Ball Park Music and their candid lyrics about love, lust and self-hatred tap into a certain Australian suburban mood, something many people can relate to. “I'm just a normal person like everybody else. I think it's easy to process a lot of that kind of imagery and those ideas and put it back into lyrics in a poetic way using things that are familiar. It's easy for me because that's kind of my life and a lot of other people's lives as well. It's always just been something that's felt really natural.”

But Cromack doesn't think that means that their sound is particularly 'Australian' per se.

“I would say even though, I know personally, I write and draw on a lot of my experience here in Australia, my understanding is that I don't think our band has an especially Australian sound necessarily, maybe it does, I don't know, maybe I'm the wrong person to ask... Like The Drones, The Drones are like very Australian-sounding in a good way, whereas when I listen to us I think we have spent a lot more time imitating the stylings of a lot of indie and alternative bands from the UK and the US. I don't think we seek to necessarily be like flying the flag for Australia in our music.”

He reckons there's no particular mood or political agenda in the Brisbane music scene currently, or at least, nothing akin to that predominant for The Saints and more during the Bjelke-Petersen years (1968 - 1987). 

“I don't know if you've ever heard of the book called Pig City, it's about the Brisbane music scene during the Joh Bjelke-Petersen years, he was an old – I think he was a National – Premier in Queensland for a long time. He was pretty notorious. And there were heaps of bands at that time acting out against the mood in the state, whereas I don't think we really have anything like that. I don't think we have a really angry or political agenda, most people are writing songs from a personal point of view.

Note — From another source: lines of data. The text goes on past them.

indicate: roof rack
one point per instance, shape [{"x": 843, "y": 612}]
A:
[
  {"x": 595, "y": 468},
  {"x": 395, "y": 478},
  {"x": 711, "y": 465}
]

“[Now] the government in Queensland changed hands only a year or so ago and now the LNP has a massive majority there and there have been a lot of changes in Queensland. The mood is probably changing a little bit. I do sometimes wonder if any of the music or just arts scene in general will start to mirror what people feel. But realistically I don't think the changes are constricting people that badly. What's worse than having musicians fucking bitch and moan about politics? It's such a hypocritical thing, I think. I've always been of the belief that singing your song, playing your guitar, isn't going to change a whole lot.”